Critics Warn Against Angering North Korea With Latest Missile Tests

Critics Warn Against Angering North Korea With Latest Missile Tests

(HorizonPost.com) – When a new president takes over the White House, there is always a readjustment period when the United States adjusts how it handles relationships with other countries and their leaders. The need for adjustment is especially poignant when ideologies between successive presidents are disparate, as they are, for example, between Donald Trump and Joe Biden. In particular, one of the trickiest foreign relationships has been with the Democratic People’s Republic of Korea (a.k.a. North Korea) and the country’s sometimes unpredictable leader Kim Jong-un.

Case in point.

US Ballistic Missile Test

On Tuesday, February 23, 2021, the Air Force launched a Minuteman III Intercontinental Ballistic Missile (ICBM) from its Vandenberg base in California. According to an article published on the website AF.mil, one of the purposes of the flight was to test the reliability of a new reentry vehicle that would carry nuclear warheads in the event of a real war.

However, a piece in the NK News quoted several experts who believe the North Korean leader could interpret the test flight as a reason to increase his own building and testing of nuclear missiles. For example, Ankit Panda, a senior fellow with the Carnegie Endowment for International Peace, feels Kim’s prior reaction to these types of launches could cause the dictator to see this as a green light to test his own ICBMs.

Mixed Messages

The United States has a program in place aimed at the development of missile defense strategies, including ways to shoot down missiles aimed at America, its military assets, or an allied nation. The vice-chairman of the Joint Chiefs of Staff, General John Hyten, said that “our national missile defense capability is clearly focused on North Korea right now, not on China, Russia, and Iran.”
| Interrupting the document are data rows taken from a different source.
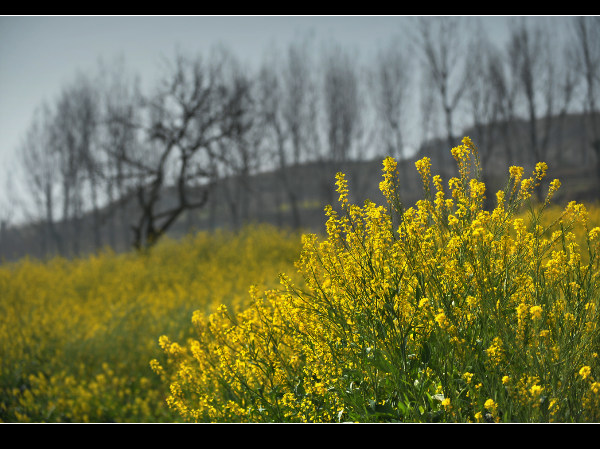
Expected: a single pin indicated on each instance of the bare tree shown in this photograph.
(536, 78)
(285, 95)
(390, 89)
(40, 164)
(120, 135)
(75, 140)
(442, 48)
(341, 101)
(184, 123)
(586, 52)
(239, 149)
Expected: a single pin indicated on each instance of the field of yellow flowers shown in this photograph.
(77, 336)
(442, 311)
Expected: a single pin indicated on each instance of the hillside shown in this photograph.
(262, 198)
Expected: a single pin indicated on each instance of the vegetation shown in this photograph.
(443, 311)
(439, 312)
(76, 336)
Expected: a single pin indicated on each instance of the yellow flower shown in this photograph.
(536, 312)
(585, 372)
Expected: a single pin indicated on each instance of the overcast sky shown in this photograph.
(39, 54)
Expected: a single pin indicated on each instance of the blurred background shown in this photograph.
(115, 131)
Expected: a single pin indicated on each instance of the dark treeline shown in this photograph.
(107, 163)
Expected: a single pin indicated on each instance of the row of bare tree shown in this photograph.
(105, 141)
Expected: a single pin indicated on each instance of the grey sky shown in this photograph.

But, an Op/Ed in the Washington Post dated February 25, 2021, advises President Biden and his people to take a different tack that’s best described as appeasement. The writer refers to a paper published by the think tank 38 North (a reference to the demilitarized zone that divides the peninsula), which claims that complete denuclearization is “unachievable.”

How the new president will deal with the North Korean leader — or how the Chinese or the Russians will react — is impossible to know, but hopefully, someone in the administration knows more history than those from the WaPo piece seem to comprehend. In the years leading up to World War II, British Prime Minister Neville Chamberlain tried to go the appeasement route with Germany’s Adolf Hitler — and we all know how well that turned out.